Author: Arpita Victor
Editor: Riya Singh Rathore
Land rights are often touted as a means to empower the economically backward classes. The early completion of effective land reforms was key to the economic growth and development of many (now developed) countries. While the importance of land reforms was emphasised in newly independent India 75 years later, but one finds that land reforms have singularly failed. This is despite the significance land holds in the country’s political discourse with its centrality in peasant strife since colonial times. To understand whether redistributive land reforms hold any value in today’s context, marked as it is by increasing economic inequalities and disparities, this paper attempts to dissect the class dynamics that contributed to the failure of land reforms in India and analyses the changing rhetoric over redistributive land reforms since independence.

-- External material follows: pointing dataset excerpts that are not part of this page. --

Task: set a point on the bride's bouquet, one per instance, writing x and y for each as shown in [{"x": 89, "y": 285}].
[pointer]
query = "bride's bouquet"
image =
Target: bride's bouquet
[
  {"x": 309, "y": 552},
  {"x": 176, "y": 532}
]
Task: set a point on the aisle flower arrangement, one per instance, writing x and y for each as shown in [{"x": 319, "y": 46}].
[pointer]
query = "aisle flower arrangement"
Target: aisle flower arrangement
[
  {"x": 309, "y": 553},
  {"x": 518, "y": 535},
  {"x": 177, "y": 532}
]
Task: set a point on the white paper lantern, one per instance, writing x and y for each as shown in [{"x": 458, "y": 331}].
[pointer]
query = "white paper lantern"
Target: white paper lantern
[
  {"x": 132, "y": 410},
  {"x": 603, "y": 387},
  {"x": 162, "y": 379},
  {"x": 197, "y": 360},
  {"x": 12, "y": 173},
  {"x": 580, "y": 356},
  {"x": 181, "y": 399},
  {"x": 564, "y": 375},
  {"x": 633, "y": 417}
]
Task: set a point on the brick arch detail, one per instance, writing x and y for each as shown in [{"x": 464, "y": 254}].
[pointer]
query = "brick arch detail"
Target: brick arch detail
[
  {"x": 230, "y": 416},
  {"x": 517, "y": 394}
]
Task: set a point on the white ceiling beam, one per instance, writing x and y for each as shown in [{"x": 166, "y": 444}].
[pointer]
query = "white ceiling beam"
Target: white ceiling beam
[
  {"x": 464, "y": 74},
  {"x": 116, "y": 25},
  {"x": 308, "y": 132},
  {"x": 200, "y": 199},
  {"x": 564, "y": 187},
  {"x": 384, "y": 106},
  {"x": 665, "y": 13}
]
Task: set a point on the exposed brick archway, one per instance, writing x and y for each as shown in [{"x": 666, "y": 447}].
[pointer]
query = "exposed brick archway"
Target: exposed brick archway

Keywords: Land reforms, Land redistribution, Property, Agrarian class relations, Farming
Domestic governments across the world, especially in the mid-twentieth century, undertook significant reforms to decrease inequalities in land ownership. However, India’s case could not be any farther from satisfactory. The post-independence state failed to bring reforms, despite popular support and demand from the masses for structural reforms in agrarian land relations. Its Five Year Plans and numerous reports continually emphasise the need for redistributive land reforms. Land reforms mostly took on the form of the redistribution of privately owned land that exceeded a certain limit. This excess land was called “ceiling surplus land”, and this limit varied from state to state as land is a state subject. Though redistribution of ceiling surplus land has failed, it is worthwhile looking into the reasons, both at the national and grassroots level, to understand the reality of land redistribution since the problem at hand is far more complex than just the poor implementation of the reforms.